Gunmen have attacked the office of a Western aid agency in north-western Pakistan, killing six people, it has been reported.
The victims, including two women, were all Pakistani nationals.
The attack took place on World Vision’s office in Mansehra district, 65km (40 miles), north of Islamabad.
No group has admitted carrying out the attack but Islamist militants and specifically the Taliban will be suspected, a BBC correspondent says.
Earlier in the week, following a bombing in Lahore, the Taliban said they would carry out more attacks across the country as long as US air strikes and Pakistani army operations against them continued in the tribal areas, the BBC’s Aleem Maqbool in Islamabad says.
‘Explosions’
Police official Sajid Khan told the AFP news agency that some armed people had stormed the building.
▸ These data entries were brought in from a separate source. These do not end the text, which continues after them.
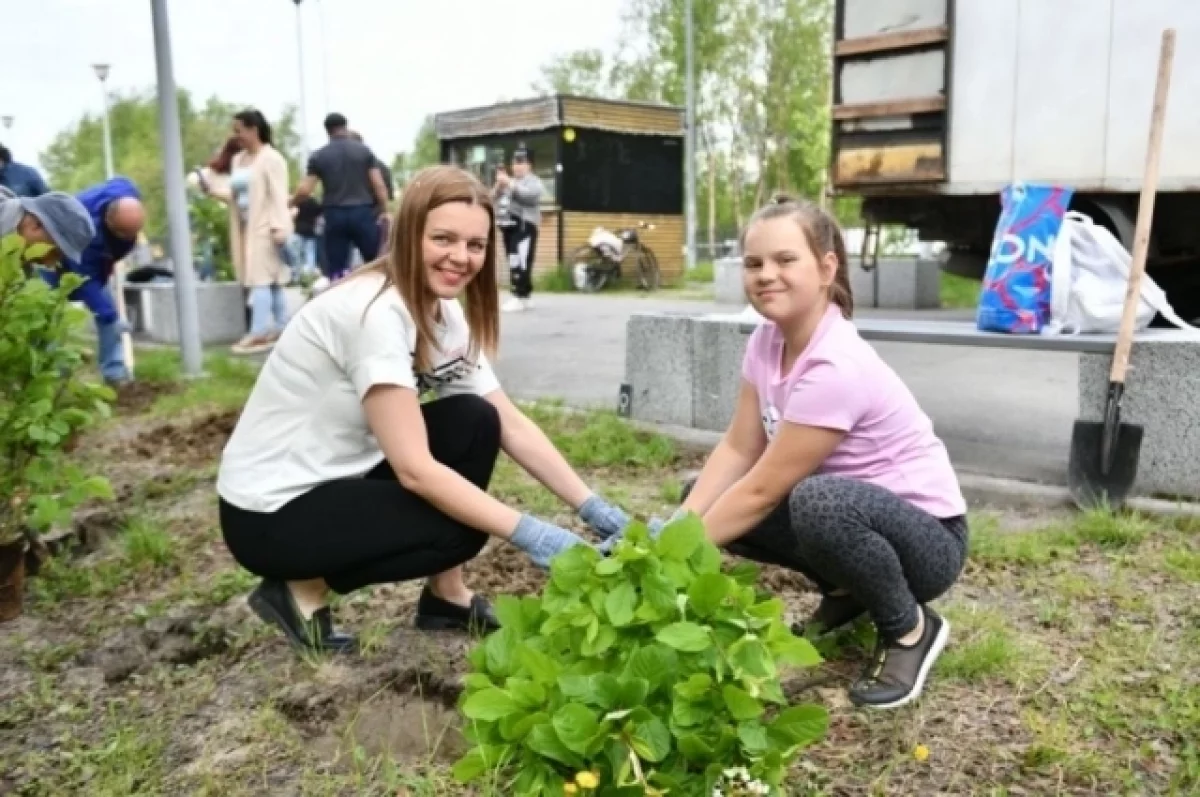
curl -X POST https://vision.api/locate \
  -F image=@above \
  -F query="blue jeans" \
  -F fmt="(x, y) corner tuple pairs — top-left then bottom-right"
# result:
(96, 306), (130, 382)
(250, 284), (288, 337)
(325, 205), (379, 280)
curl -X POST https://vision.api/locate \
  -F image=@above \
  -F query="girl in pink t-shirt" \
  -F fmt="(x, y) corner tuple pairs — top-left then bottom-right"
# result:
(680, 197), (967, 708)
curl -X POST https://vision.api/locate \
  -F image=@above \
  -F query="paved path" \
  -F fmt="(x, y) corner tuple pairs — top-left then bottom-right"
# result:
(497, 294), (1079, 484)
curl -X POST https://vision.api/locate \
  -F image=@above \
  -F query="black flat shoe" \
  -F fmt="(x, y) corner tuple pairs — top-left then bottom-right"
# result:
(792, 595), (866, 636)
(416, 585), (500, 635)
(250, 579), (359, 653)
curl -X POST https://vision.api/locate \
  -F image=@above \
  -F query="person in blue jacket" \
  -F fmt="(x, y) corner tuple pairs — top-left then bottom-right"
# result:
(43, 176), (145, 384)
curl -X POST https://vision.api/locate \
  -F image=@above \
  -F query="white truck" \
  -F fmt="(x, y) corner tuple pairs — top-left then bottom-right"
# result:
(830, 0), (1200, 317)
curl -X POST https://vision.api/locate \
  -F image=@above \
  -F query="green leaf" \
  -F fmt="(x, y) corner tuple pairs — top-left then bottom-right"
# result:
(596, 557), (625, 576)
(688, 573), (733, 617)
(677, 733), (713, 763)
(553, 703), (600, 755)
(605, 578), (637, 628)
(769, 706), (829, 745)
(462, 687), (518, 723)
(674, 672), (713, 700)
(517, 645), (559, 684)
(617, 676), (650, 708)
(721, 684), (763, 721)
(524, 723), (583, 767)
(629, 717), (671, 762)
(655, 623), (713, 653)
(738, 723), (770, 755)
(655, 515), (704, 562)
(727, 636), (776, 678)
(580, 625), (617, 658)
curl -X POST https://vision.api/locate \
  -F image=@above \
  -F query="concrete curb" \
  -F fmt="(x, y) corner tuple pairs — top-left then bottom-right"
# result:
(630, 412), (1200, 517)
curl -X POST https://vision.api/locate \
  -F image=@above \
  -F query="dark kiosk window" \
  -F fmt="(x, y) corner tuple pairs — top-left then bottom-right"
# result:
(559, 130), (683, 214)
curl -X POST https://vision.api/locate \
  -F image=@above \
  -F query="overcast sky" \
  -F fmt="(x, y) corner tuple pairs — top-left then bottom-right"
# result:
(0, 0), (623, 174)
“There was firing and also an explosion inside,” he said.
One unidentified aid worker said the gunmen had “engaged in battle with the police” inside the building.
Several people were wounded in the attack.
Plan International’s offices in Mansehra were firebombed in 2008
“We are deeply sorry we’ve lost staff members, who were locals, who were deeply committed to improving lives in Pakistan,” World Vision’s spokesman James East was quoted as saying by the Associated Press news agency.
Attacks on aid workers and other non-governmental organisations (NGOs) are not uncommon in Pakistan.
In February 2008, British aid agency Plan International suspended its operations there after three of its workers were killed in an attack on its office in Mansehra.
Correspondents say Mansehra in North West Frontier Province (NWFP) had served as a base for militants operating in Afghanistan and Kashmir.
Militant groups and religious parties in Pakistan have often accused NGOs of spreading “vulgarity” in society.
This is because NGOs mostly employ women workers and organise mixed social gatherings in line with their professed policy of gender equality, observers say.